Deployment and Engine Settings

SQLAlchemy settings are not a bag of magical numbers. Lambda, Kubernetes, batch workers, and long-lived API servers have different process lifetimes, different connection budgets, and different shutdown behavior. Copy-pasting one `engine` and `pool` configuration across all of them is how connection incidents start.

Quick takeaway: first calculate process lifetime, concurrency shape, and whether you already have an external pooler. Only then should you decide between `QueuePool` and `NullPool`, and only then should you pick `pool_size` and `max_overflow`.

Three Questions to Answer First

Is the process long-lived, or does it end per invocation or job?
How many processes, workers, or replicas can be alive at the same time?
Is there already an external pooler such as RDS Proxy or PgBouncer?

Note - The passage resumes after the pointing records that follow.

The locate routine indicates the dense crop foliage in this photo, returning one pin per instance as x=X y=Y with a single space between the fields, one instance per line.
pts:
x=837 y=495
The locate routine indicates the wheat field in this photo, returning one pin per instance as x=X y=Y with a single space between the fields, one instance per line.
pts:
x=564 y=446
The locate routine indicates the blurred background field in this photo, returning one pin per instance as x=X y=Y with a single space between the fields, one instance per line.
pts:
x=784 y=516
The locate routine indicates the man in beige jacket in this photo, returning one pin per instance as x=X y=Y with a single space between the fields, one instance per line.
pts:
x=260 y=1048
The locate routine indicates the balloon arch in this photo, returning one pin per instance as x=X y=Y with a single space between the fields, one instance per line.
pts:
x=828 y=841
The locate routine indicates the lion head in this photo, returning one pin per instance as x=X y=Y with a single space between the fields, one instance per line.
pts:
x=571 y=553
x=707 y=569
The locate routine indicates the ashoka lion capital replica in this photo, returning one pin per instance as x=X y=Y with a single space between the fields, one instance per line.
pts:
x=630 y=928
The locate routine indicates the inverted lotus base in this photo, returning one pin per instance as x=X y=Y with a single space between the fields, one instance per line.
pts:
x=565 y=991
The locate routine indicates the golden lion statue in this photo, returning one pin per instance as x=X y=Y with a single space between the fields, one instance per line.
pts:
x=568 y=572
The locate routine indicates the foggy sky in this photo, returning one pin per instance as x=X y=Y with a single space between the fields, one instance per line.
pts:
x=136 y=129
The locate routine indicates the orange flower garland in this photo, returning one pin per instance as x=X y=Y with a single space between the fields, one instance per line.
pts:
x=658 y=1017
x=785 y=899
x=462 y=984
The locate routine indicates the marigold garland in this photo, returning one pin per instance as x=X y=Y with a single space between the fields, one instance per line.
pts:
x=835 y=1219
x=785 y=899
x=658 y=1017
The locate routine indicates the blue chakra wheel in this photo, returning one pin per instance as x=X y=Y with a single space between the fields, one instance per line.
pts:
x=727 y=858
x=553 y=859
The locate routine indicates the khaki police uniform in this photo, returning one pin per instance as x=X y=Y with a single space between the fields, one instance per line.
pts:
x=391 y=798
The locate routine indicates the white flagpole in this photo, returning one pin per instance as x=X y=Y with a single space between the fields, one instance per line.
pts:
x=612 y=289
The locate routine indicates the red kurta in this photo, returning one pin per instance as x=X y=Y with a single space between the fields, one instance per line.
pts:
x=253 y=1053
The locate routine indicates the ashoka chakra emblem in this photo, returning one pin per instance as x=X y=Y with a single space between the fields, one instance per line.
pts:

Calculate Connection Budget Up Front

text

upper bound of DB connections ~= replicas * workers_per_pod * (pool_size + max_overflow)

This matters most for long-lived API servers. Six replicas, two workers each, and `pool_size=10` plus `max_overflow=10` can already imply 240 connections. If you never do this math, the database hits the limit before the app team realizes why.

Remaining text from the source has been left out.